The article argues that multinational corporations are shrinking the public domain at the expense of innovation. The Entertainment Industry is agressively trying to force other countries to implement copyright legislation similar to the DMCA and adjust their patent laws to current US conditions. And they are succeeding: The European Union has passed a resolution for all its member states to implement DMCA-like copyright laws by the end of this year. Regular Slashdot readers may not find too much new info in the article, but it does a good job of putting things into perspective -- and it paints a rather frightening picture of the current situation. Its conclusion: The public domain is shrinking at an alarming rate; fair use rights are agressively undermined by corporate industry. "Not much has survived of the Global Information Infrastructure, that euphoric liberation rhetoric about the Internet being there for everyone." And it's all part of a grander scheme. A translated, English language version of the article is available online at http://www.heise.de/ct/english/02/24/108/. The original German text can be found at http://www.heise.de/ct/02/24/108/."
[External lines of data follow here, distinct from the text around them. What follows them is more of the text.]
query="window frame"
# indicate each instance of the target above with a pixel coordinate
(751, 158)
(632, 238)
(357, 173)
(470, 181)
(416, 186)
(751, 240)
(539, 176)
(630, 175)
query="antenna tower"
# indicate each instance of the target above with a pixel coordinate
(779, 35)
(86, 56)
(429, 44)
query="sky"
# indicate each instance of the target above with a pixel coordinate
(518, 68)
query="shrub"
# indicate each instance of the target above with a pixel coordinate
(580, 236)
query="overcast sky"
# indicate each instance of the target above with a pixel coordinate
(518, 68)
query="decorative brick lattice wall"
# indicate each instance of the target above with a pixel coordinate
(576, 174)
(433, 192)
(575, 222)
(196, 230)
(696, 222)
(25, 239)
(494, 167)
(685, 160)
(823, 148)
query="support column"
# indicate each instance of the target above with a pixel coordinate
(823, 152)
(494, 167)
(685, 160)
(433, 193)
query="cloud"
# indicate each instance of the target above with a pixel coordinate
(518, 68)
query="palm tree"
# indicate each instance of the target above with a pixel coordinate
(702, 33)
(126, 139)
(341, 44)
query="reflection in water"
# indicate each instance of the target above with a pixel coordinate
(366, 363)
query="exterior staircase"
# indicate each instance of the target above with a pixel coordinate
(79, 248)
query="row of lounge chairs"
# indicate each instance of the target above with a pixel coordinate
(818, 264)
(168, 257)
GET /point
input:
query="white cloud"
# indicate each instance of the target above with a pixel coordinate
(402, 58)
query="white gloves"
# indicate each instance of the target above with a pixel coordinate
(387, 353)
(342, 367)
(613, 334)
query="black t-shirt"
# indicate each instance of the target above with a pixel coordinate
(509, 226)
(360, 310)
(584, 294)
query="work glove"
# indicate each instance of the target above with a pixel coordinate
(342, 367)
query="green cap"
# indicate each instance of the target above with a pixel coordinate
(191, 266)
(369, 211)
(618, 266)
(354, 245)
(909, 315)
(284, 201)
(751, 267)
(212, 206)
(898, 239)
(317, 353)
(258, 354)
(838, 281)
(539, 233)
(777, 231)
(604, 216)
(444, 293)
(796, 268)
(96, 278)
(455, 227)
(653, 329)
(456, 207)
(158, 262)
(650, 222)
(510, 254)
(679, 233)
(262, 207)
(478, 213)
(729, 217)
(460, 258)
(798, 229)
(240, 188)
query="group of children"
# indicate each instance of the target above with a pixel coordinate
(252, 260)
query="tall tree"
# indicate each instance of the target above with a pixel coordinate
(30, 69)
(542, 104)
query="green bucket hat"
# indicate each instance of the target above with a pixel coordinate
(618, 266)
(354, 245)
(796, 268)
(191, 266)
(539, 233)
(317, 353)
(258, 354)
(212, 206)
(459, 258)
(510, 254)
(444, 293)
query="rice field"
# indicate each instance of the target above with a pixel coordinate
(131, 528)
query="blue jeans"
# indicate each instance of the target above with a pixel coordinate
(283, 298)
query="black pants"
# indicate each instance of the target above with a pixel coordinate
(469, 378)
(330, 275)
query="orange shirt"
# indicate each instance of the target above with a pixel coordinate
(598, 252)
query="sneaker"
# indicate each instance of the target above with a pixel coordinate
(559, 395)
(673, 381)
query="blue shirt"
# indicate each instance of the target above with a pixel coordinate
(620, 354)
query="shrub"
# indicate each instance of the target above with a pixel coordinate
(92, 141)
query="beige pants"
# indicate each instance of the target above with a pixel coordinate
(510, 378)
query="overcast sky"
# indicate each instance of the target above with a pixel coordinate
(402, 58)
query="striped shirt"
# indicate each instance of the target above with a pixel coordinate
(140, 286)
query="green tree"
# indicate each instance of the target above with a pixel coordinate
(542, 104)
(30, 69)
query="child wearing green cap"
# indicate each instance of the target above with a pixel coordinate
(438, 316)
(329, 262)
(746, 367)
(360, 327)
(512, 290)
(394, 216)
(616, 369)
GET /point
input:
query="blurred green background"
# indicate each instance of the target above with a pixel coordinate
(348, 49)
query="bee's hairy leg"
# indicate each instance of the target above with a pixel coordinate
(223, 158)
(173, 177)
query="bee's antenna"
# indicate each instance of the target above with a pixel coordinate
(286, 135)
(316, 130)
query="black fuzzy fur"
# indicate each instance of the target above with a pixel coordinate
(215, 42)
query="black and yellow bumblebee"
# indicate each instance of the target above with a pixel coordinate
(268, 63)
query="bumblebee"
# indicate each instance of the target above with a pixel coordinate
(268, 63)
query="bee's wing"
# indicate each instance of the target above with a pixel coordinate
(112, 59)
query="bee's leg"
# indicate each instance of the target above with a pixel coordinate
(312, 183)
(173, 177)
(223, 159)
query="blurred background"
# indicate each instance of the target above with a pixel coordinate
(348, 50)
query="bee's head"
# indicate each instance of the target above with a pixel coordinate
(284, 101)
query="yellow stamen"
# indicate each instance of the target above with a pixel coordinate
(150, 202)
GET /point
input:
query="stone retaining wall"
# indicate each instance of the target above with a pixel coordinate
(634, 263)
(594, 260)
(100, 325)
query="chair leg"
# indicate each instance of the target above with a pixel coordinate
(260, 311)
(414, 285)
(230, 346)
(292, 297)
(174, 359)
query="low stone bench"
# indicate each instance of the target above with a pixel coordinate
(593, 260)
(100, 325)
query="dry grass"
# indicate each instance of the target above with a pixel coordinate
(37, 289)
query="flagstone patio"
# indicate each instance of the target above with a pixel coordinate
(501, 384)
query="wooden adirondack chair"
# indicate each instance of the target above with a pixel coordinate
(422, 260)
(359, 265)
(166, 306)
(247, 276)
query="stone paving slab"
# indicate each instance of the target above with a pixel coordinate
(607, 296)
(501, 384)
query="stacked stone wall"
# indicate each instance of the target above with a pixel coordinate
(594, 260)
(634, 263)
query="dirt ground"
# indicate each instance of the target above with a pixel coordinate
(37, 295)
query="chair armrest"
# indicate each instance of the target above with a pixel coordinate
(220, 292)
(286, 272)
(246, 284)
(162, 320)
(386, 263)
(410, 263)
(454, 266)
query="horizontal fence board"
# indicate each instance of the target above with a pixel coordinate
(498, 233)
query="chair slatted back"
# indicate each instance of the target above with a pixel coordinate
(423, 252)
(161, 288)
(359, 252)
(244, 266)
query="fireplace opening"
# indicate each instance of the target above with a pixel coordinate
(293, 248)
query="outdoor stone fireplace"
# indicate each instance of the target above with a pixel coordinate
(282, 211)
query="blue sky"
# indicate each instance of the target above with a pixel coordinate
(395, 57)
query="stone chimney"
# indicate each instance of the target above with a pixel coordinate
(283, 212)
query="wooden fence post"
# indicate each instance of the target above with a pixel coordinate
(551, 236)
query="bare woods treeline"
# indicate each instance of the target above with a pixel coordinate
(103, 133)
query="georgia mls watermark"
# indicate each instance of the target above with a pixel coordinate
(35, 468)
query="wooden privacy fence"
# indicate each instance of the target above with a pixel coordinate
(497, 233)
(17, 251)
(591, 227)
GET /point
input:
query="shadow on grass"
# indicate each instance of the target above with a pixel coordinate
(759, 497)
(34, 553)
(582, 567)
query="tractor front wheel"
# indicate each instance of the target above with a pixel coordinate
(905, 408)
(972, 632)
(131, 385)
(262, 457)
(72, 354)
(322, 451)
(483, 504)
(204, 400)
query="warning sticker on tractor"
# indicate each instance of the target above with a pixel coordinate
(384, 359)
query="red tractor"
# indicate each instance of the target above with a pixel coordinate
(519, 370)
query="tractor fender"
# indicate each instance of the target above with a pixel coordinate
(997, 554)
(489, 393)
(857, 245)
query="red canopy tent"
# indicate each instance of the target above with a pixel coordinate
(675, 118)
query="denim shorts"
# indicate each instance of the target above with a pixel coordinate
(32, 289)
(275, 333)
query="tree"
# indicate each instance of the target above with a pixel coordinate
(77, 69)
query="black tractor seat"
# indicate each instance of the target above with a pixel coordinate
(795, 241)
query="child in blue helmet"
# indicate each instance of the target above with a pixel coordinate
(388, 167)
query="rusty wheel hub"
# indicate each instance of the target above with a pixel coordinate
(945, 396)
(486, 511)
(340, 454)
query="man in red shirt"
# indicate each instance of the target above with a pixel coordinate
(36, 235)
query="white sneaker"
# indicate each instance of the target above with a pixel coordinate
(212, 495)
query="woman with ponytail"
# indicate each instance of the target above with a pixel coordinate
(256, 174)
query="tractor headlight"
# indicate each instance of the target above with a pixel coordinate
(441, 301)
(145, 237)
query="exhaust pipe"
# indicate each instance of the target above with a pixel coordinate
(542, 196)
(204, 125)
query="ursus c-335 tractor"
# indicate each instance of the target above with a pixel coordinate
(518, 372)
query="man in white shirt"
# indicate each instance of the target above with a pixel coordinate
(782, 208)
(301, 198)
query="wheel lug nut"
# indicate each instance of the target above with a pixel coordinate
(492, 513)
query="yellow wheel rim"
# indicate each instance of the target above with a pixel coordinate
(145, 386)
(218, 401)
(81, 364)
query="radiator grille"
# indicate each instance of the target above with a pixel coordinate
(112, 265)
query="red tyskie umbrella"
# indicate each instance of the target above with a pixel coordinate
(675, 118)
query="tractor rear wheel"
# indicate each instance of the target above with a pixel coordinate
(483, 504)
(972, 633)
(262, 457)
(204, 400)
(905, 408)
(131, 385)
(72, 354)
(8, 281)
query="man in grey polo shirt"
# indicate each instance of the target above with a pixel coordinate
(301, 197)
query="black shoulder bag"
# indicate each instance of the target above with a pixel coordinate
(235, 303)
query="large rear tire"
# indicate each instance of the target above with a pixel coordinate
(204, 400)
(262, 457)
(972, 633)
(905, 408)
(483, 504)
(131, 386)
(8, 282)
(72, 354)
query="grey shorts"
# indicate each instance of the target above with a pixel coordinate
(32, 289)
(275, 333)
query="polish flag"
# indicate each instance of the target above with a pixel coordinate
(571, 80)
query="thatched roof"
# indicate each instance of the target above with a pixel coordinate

The article is about the threats to the growth of the public domain. Only a small part of these threats are actually laws. The laws simply secure the technological barriers which will be under corporate control and are already sneaking their way into common PC hardware. If you think that musicians will much longer have the ability to simply offer their music for download without going through a digital rights broker, you're underestimating corporate greed. This isn't about stopping piracy. It's about making sure that consumers stay consumers instead of freeing themselves from their addiction to mass media. Future computers will simply not allow you to create. You'll have to prove that you're intent on making big money by paying extra for the special "producer" model.
Hopefully they're using the time to seriously consider the concerns raised and will actually come up with a vaguely reasonable implementation. Well, we can hope.